Bernanke's legacy is "split," Schlesinger said, and won't be fully known for a few years after he led the Fed to take emergency measures that expanded the central bank's balance sheet to $4 trillion in the aftermath of the 2008 economic downturn.
"We understand it was because it was an emergency, but down the line people are very concerned that inflation will pop up and that a lot of markets are going to be dislocated, not unlike what we've seen in the last week in some of the emerging markets," said Schlesinger, "so Janet Yellen's real critical issue is 'how do I unwind these policies without disrupting the world markets' and 'how do I unwind these policies and not plunge the United States back into a recession.'"
Schlesinger also spoke about the stock markets' rough start to 2014.
"I always like to say the stock market is not the economy, right?" said Schlesinger. "The stock market is a vote on what investors believe companies are going to earn in the future."
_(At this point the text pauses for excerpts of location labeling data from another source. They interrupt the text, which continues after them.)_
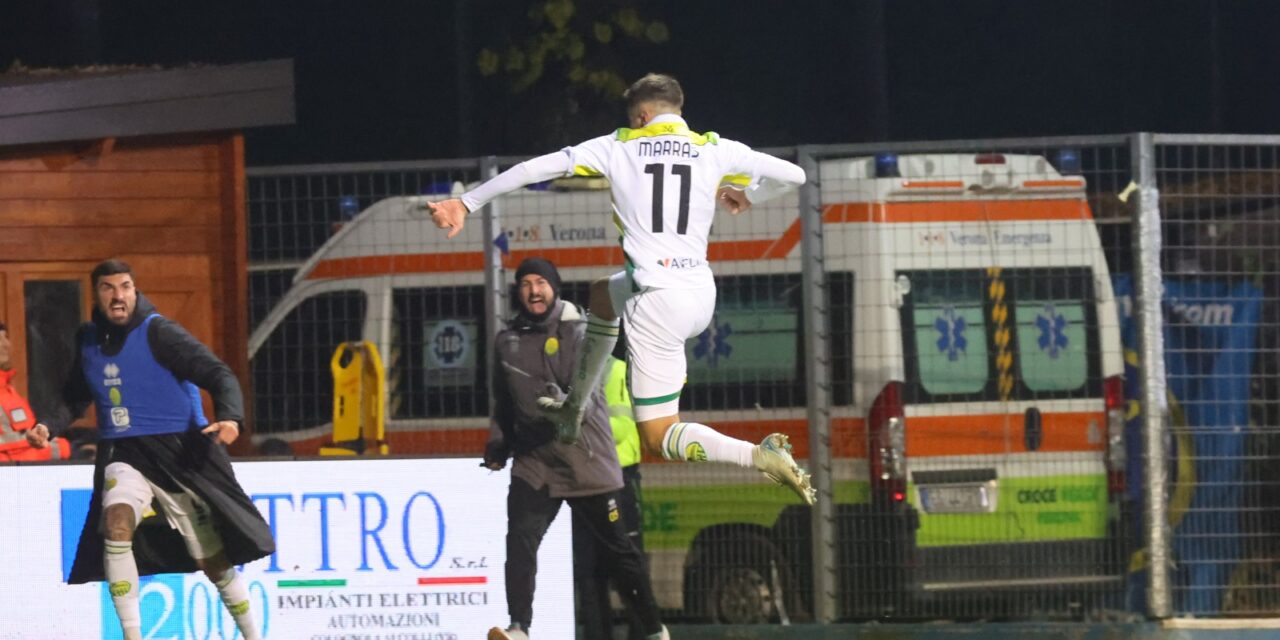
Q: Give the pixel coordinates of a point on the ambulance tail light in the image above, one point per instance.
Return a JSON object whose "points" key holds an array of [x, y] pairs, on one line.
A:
{"points": [[886, 439], [1112, 389]]}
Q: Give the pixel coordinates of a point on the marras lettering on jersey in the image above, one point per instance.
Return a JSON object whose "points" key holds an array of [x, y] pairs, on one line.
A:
{"points": [[666, 147]]}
She noted that first half of last year was marked by slow growth because taxes went up and government spending was curtailed but that the second half was strong and looked strong coming into the new year.
"That said, stocks were up 30 percent last year, people!" said Schlesinger. "Come on! So 4 or 5 percent drop in January? No freaking out, please. This is not a panic mode. Corrections are 10 percent. We're long overdue for a correction."
She thought the markets will eventually drop, but she wasn't sure when.
"That means keep that diversified portfolio," she said, "don't sell out just because you're scared and be very clear about when you need your money."